In the main hall of Stormont, before an audience of children from Dunloy St Joseph’s Primary School on a tour or parliament, he spoke admiringly about the leadership shown. He said it was now up to the parties to make it work.

He mocked the utterance of his predecessor Tony Blair who said about the Good Friday Agreement that: “I feel the hand of history upon our shoulders.”

“Never mind the hand of history…I see the hand of the future,” Johnson said.

However, the prime minister did not provide any figures for the amount of money to be provided by the British government to Northern Ireland. With his usual bravado, he batted on questions about the cash-for-ash and amnesties.

On the forthcoming arrival of Brexit, Johnson said there could be checks on goods coming into Northern Ireland if they are coming south of the Border after Brexit. He pitched the responsibility on to the trade negotiations with the EU, being handled by Ireland’s European Commissioner Phil Hogan.

“Be in no doubt… I don’t foresee any circumstances whatsoever in which there will be any checks on goods going from Northern Ireland to GB.

“The only circumstances in which you’d imagine the need for checks coming from GB to NI was is if those goods were going on to Ireland – and we had not secured, which I hope we will, a zero tariff, zero agreement with our friends and partners in the EU,” he said.

Above the great hall, in a cramped corridor, Leo was left with just a few short minutes to stand alongside the great man before the cameras. It didn’t match the statesman image he’s trying to portray in the general election.

Tánaiste Simon Coveney, who brokered the deal, was left as a bystander.

The only hint of a general election came when Varadkar said he looked forward to a North-south ministerial council “as soon as we have a new government in place south of the Border”.
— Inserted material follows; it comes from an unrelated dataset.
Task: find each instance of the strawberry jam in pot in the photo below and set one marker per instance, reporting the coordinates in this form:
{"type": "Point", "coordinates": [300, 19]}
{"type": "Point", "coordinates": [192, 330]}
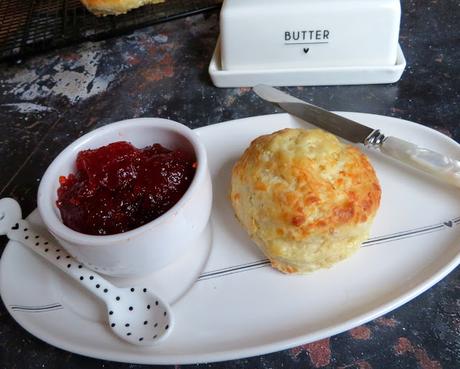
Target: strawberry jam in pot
{"type": "Point", "coordinates": [118, 187]}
Varadkar said he looked forward to beefing up east-west co-operation between the UK and Ireland, the UK having a new relationship with the EU and a new trade deal in place.

In the Blair-Bertie Ahern era, the leaders would come to Belfast to give negotiations a push across the line.

The purpose of BoJo and Leo coming to town when all the hard work was done was unclear. All everyone really cared about was the Sandringham summit between Prince Harry and the queen.

Unlike Leo’s solidarity stance with Harry and Megan last week, Boris wasn’t biting when asked for his view.

“I really don’t comment on stuff to do with the queen.”